Monday July 3 was the hottest day anyone had ever measured on planet Earth. True, our system for measuring the global average temperature—a network of weather stations, ocean buoys, and satellites—only dates back to 1979, but that means that at a bare minimum it was the hottest day a large majority of the Earth’s population had ever been alive to witness.
And in truth, we have good proxy records—things like ice cores and tree rings—that take that record far back in time. The best estimate of climate scientists is that Monday was the hottest day since sometime in the last interglacial period 125,000 years ago, right about the time that other scientists think humans etched the first symbols onto bone and started wearing shells as decorations. In other words, a pretty significant record.
A pretty significant record that lasted 24 hours.
As of now, July 4 is the new record holder, (editor’s note: a record July 5 tied), with 57 million Americans under an extreme heat watch, China enduring an epic heat wave, and temperatures in North Africa nearing 122°F. Saudi authorities had been reporting scorching heat for the hajj all week, the mercury was spiking in Greenland, and at least one research station in the Antarctic was reporting a new July record as winter temperatures there reached well into the 40s.
We also got the news that June 2023 was the hottest June ever recorded on our Earth, crushing the old record (set in 2019) by what one scientist called a “staggering” 0.16°C, and likely putting this year on the path to being the warmest ever measured. June found both ice caps setting new records for the lowest sea ice ever measured, and sea surface temperatures were at an all-time high. Canada’s wildfires were already smashing annual records with many months yet to burn; in Siberia authorities declared a state of emergency as blazes spread.
All of this is unprecedented, shocking, insane—“clearly out of the envelope,” as one scientist put it.
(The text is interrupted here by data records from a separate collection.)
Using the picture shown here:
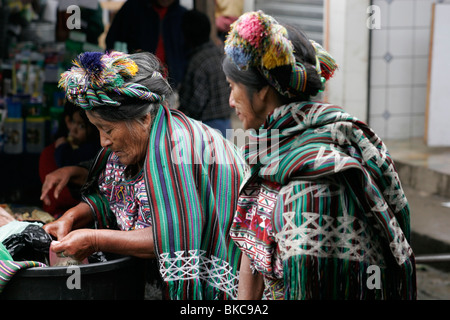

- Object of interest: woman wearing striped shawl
[223,11,416,299]
[45,52,244,299]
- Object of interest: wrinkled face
[227,78,267,130]
[86,111,151,165]
[67,112,88,145]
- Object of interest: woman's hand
[51,229,99,261]
[43,217,73,239]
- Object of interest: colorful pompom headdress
[58,51,164,110]
[225,11,337,97]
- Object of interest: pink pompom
[236,13,267,48]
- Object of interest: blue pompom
[78,52,104,74]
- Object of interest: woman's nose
[100,133,112,148]
[228,94,235,109]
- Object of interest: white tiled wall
[368,0,450,139]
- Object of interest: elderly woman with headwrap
[45,52,244,299]
[223,11,416,299]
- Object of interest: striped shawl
[231,102,416,299]
[84,107,244,300]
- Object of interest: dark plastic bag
[3,224,53,264]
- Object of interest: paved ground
[417,264,450,300]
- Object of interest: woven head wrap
[225,11,337,97]
[58,51,164,110]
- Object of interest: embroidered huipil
[230,102,416,299]
[98,153,152,230]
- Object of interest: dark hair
[92,52,173,122]
[181,9,211,48]
[223,25,323,103]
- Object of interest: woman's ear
[256,85,270,101]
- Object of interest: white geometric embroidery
[159,250,238,299]
[389,218,412,265]
[276,212,384,266]
[383,164,408,212]
[314,144,352,172]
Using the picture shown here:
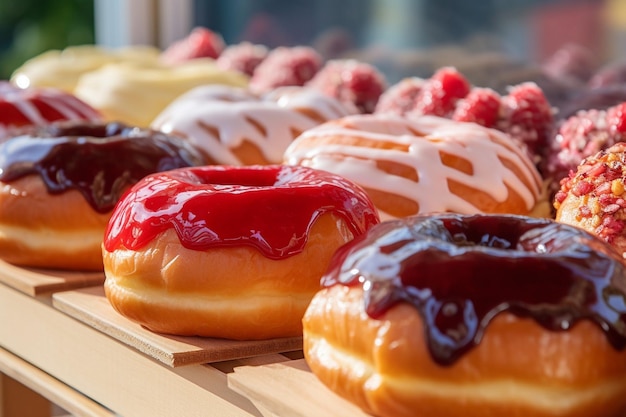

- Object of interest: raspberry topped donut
[303,213,626,417]
[285,114,549,219]
[554,142,626,256]
[103,165,378,340]
[0,81,101,140]
[0,122,205,270]
[151,86,356,165]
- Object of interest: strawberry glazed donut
[303,213,626,417]
[103,165,379,340]
[0,122,205,271]
[0,81,101,140]
[284,114,550,220]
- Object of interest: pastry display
[554,142,626,257]
[303,214,626,417]
[103,165,378,340]
[0,81,101,141]
[0,122,205,271]
[285,114,547,219]
[151,86,356,165]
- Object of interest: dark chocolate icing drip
[322,214,626,364]
[0,122,205,213]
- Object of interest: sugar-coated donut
[284,114,549,219]
[151,86,356,165]
[0,122,205,270]
[554,142,626,257]
[0,81,101,140]
[103,165,378,340]
[303,213,626,417]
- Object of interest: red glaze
[0,81,101,131]
[104,165,379,259]
[322,214,626,365]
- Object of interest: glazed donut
[303,213,626,417]
[554,142,626,257]
[11,45,161,93]
[284,114,549,220]
[0,122,205,270]
[151,86,356,165]
[0,81,101,140]
[103,165,378,340]
[74,58,248,126]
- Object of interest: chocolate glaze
[104,165,379,259]
[322,214,626,365]
[0,122,205,213]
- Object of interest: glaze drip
[104,165,379,259]
[322,214,626,365]
[0,123,204,213]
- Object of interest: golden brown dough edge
[303,285,626,417]
[0,175,110,271]
[103,214,353,339]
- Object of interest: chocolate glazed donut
[0,122,205,270]
[304,214,626,417]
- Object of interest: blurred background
[0,0,626,83]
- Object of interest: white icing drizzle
[284,115,541,218]
[0,88,101,137]
[151,85,354,165]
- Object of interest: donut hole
[181,167,281,187]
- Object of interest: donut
[284,114,549,220]
[0,81,101,140]
[74,58,248,127]
[150,86,356,165]
[303,213,626,417]
[0,122,205,271]
[102,165,379,340]
[11,45,161,93]
[554,142,626,257]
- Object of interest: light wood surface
[0,284,261,417]
[228,359,369,417]
[52,286,302,367]
[0,260,104,296]
[0,349,114,417]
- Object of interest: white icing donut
[284,115,542,218]
[0,81,101,140]
[151,85,356,165]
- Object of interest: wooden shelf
[0,261,364,417]
[52,286,302,367]
[0,260,104,296]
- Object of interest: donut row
[0,32,626,417]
And all of it was entirely predictable and completely unmysterious. Human beings have burned enormous amounts of fossil fuel, producing great quantities of carbon dioxide; it has accumulated in the atmosphere (the most recent readings are about 420 parts per million, almost exactly 50% higher than before the Industrial Revolution). Since we know that the molecular structure of CO2 traps heat that would otherwise radiate back out to space, the heat we’re seeing is the simple result of physics at work. Our Earth has great forces at work (the jet stream, the Gulf Stream, the trade winds) and it runs on a series of cycles (the El Niño Pacific warming currently ramping up, for instance) but behind it all is the fact that our centuries of burning coal and oil and gas have, in effect, made the sun a more powerful force.
In effect coal and oil and gas have moved us closer to the center of our solar system. This has now—in the spring and summer of 2023—reached the entirely predictable point where it constitutes a grave emergency. And it will—beyond any doubt—get worse; if Tuesday’s record isn’t broken in the coming days, it will almost certainly fall in the next few weeks, and then again next summer, in a year when the Earth seems likely to breach the 1.5°C temperature increase that we set, just eight years ago in Paris, as a kind of red line to avoid.
But as the heatwaves have revealed the new power of the sun to inflict enormous human suffering, they’ve also revealed the power of the sun to come to our rescue.
Back in 1978, as scientists were cobbling together the Earth’s temperature measurement system, the first solar-powered calculator was introduced; we knew the sun could provide power, but… not much. In the years since, though, there’s been steady progress, and by now we live on a planet where there’s no cheaper way to make electricity than to tilt a panel in the sun’s direction. (The only challengers are wind turbines, which—since breezes are born from the different heating of the planet—just represent a different form of solar power.)